The XX Factor

“Trust Me. Nobody.’

The Palin family’s message machine seems to have gone haywire of late. Gov. Sarah has plastered on her serious face, forswearing this month’s White House Correspondents’ Association Dinner in Washington to concentrate on the recession in Alaska. She sent her husband to D.C. instead to hang with Greta Van Susteren but say nothing to the cameras. At one WHCA post-party, former Palin running-mate-in-law Meghan McCain seemed confused about how to deal with the wildly unpredictable, suddenly high-profile family. “Oh man, there’s Todd Palin,” she told a group of young reporters. “Do I have to go say hi?”

Yes - and if you’re walking down any supermarket shopping aisle, you’re going to have to enjoy Bristol Palin’s graduation photos in People magazine (she’s the class of 2009), which accompany shots of her young son and an exclusive interview with penetrating insights like:

“If girls realized the consequences of sex, nobody would be having sex,” says Bristol, sitting at her parents’ lakeside patio table. “Trust me. Nobody.”

Is that the best that she could come up with? Someone needs to prep this child on how to be a responsible steward of the public platform she enjoys , even if as a result of a now-admitted mistake. This comment is patronizing to women - did her boyfriend, Levi, not get the whole “you might have a baby” component when they switched from heavy petting to something more? And it is also fundamentally empty. Bristol, who claims “her near future will include advocating for teen-pregnancy prevention ,” might have enumerated some of the consequences or any of the myriad ways to avoid her predicament. Instead, she resorts to a half-hearted scare tactic. (“Really. NO one.”)

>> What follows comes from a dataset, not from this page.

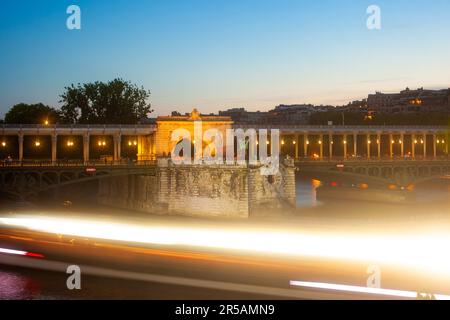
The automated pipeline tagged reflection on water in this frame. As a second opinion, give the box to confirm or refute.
[296,178,322,208]
[296,175,450,221]
[0,271,40,300]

We’ve gone back and forth about Bristol Palin’s ability to advocate for safe and smart teen sexuality (some think she’s pretty good ), but this most recent statement is certainly a reason not to “trust her.” Maybe she’s been hijacked by abstinence-only advocates, but the younger girls in a recent New York profile on Jane Addams’ High - a school for pregnant teens - seem to better grasp the stakes and statistics they encounter or now represent.